China’s Declining Economic Miracle

The End of the Chinese Miracle

Financial Times (2017)

This documentary explores factors behind China’s declining economic growth and the potential effect on the rest of the global economy.

The filmmakers attribute China’s recent economic miracle to an explosion of young workers willing accept low wages in hundreds of thousands of factories manufacturing cheap consumer goods for the West. Over two decades, the lure of jobs has prompted the migration of millions of Chinese youth from the countryside to 88 super cities (the size of London) all over China.

Owing to demographics, this supply of endless young workers has stalled, causing average manufacturing wages to more than double. The global recession and declining demand for cheap plastic has prompted many Chinese manufacturers to move to Southeast Asia, where wages are much lower. Others are are illegally employing undocumented Vietnamese laborers smuggled into China. Not mentioned in the film, is the rapid replacement of Chinese workers with robots (see China Replaces Workers With Robots) .

Owing to the decline in good paying manufacturing jobs, many rural workers are returning to their families to work the land.

Meanwhile commodity exporting countries (eg Australia, China’s main source of coal) are being forced into recession as Chinese manufacturing declines.
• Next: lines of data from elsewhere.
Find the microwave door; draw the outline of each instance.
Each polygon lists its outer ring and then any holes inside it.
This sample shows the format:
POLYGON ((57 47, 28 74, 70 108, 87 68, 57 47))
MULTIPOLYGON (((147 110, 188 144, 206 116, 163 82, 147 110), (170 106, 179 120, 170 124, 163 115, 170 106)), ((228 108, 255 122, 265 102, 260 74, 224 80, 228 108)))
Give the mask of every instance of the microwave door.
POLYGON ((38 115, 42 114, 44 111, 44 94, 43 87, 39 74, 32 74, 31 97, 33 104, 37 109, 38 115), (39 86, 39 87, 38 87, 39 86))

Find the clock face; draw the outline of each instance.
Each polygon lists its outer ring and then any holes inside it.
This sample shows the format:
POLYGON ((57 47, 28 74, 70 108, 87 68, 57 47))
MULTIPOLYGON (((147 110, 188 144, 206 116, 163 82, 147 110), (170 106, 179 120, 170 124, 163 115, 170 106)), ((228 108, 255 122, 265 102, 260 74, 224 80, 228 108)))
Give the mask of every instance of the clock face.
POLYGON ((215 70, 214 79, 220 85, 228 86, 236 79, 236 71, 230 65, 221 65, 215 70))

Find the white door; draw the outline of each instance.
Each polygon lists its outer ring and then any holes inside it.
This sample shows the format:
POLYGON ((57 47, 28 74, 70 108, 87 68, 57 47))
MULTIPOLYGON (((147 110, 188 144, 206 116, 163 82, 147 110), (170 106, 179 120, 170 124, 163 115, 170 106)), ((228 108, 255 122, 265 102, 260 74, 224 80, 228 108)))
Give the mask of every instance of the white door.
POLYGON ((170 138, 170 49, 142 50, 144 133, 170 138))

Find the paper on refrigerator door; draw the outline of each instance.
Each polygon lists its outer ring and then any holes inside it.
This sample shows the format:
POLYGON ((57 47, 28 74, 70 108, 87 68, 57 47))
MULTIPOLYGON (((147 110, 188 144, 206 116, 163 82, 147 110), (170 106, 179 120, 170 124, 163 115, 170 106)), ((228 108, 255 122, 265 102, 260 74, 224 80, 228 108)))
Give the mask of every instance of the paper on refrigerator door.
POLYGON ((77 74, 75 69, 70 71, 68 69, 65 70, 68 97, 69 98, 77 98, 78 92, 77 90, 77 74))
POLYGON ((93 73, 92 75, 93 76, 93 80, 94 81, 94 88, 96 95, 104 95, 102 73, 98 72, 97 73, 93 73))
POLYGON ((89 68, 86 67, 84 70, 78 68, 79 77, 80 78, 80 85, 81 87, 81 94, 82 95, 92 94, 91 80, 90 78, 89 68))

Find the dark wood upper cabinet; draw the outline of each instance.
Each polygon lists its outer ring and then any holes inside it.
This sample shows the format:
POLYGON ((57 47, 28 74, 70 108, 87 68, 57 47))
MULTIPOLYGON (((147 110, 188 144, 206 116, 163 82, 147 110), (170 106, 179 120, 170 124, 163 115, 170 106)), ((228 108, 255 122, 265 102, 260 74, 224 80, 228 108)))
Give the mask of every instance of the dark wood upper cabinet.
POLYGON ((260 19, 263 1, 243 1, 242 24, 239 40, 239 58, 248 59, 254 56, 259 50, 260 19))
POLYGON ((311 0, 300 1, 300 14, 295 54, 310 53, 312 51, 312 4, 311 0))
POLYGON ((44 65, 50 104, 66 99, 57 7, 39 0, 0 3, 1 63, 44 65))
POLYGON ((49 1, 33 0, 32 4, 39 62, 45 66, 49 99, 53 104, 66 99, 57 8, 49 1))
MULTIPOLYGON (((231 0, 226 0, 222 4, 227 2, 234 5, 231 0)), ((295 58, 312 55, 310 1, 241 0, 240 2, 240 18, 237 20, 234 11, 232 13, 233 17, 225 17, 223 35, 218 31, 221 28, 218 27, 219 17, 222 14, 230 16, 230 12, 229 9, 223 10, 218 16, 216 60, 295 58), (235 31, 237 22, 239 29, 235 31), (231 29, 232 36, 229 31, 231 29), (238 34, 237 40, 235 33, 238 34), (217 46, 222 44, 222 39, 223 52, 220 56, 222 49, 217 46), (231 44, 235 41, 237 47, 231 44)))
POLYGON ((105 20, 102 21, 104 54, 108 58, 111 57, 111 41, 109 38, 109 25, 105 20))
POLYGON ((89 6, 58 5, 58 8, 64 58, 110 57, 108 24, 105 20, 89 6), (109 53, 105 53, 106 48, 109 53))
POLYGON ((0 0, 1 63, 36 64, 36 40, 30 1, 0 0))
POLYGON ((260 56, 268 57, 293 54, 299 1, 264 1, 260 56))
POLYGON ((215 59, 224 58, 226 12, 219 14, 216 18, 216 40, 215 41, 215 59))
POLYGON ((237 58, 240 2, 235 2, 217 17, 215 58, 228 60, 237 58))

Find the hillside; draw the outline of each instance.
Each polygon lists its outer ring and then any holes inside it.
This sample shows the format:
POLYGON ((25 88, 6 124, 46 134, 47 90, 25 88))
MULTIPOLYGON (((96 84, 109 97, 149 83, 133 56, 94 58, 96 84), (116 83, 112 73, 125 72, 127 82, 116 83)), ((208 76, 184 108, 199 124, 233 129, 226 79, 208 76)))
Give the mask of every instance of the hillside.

Fighting (and Dying) to Reclaim the Commons in Latin America

Land of Corn

Peace Brigades International (2015)

Film Review

Land of Corn is a documentary by Peace Brigades International about four environmental and land rights activists fighting to protect the commons in Oaxca Mexico, Santa Helena Honduras, Choco Columbia and La Primavera Guatemala. In each case, activists are fighting collusion between US-backed corrupt governments and international corporations to end their communal land rights and destroy their livelihood.

In Oaxca, a multinational corporation seeks to illegally evict residents to construct a giant wind farm.

In Santa Helena Honduras, a US-backed corporate giant seeks to displace local farmers for a giant dam and hydroelectric project. This illegal eviction stems directly from the 2009 US-backed coup, in which Obama and Hillary Clinton supported the overthrow of the democratically elected Honduran president.

In Primavera Guatemala, a multinational seeks to clear cut a rain forest residents’ ancestors have fought for generations to preserve.

In Choco Columbia, land rights activists are seeking to reclaim land they lost in the 1980s and 1990s to a corrupt public-private partnership that converted their land to large scale cattle ranches and palm oil and GMO crop plantations.

It’s extremely dangerous to be a land rights/environmental activist in US-backed Latin American countries. One-hundred-sixteen were assassinated in 2014 alone. Those featured in the film face constant death threats. On March 3, 2016 Honduran activist Berta Caceres was murdered by gunmen in her sleep.

As a woman fighting to reclaim community land in Columbia bitterly observes, non-farm jobs are virtually non-existent in her country. If her family is unsuccessful in reclaiming their land, their only other option is to  illegally immigrate to the US, as so many other displaced Latin American peasants have done.

Migrants Who Cross the Deadly Sonora Desert

Sonya Dooley in the USA – Border Wars

BBC (2013)

Film Review

Most Sonya Dooley documentaries are contextless valley girl puff pieces, but this one isn’t too bad.

Border Wars is about the one million migrants who attempt to cross the Sonora Desert every year to gain illegal entry to the US. The Mexico-Arizona border is sparsely patrolled in the desert. The US Border Patrol catches approximately 300,000 illegal migrants every year and returns them to Mexico. An estimated 600,000 make it safely to major US cities, where they find work. Several thousands become lost during the five day desert crossing and die of dehydration.

The documentary begins in the small Mexican town of Alta, which is under the control of Mexican drug cartels. In addition to smuggling illegal drugs across the border, the cartels also provide the coyotes (people smugglers) who charge up to $7,000 each to escort migrants across the border.

Dooley interviews migrants staying in a charity hostel while they wait for their coyote. She also visits a Red Cross trailer that provides free medical care, as well as an informational leaflet providing tips for surviving the five-day desert crossing.

Two migrants she interviews are mothers leaving small children behind because she has no way to provide for them in Mexico. Her only hope is to try to find subsistence-level work in the US and send money home for them.

One man Dooley interviews was raised in the US and deported after twenty years, despite having a US-born wife and children. Several migrants tell her they’re from Guatemala.

Out of the seven migrants she profiles, only one succeeds in making it to California, where she now earns $300 a week as a farm worker. To earn a comparable sum in her southern Mexico village would take two months.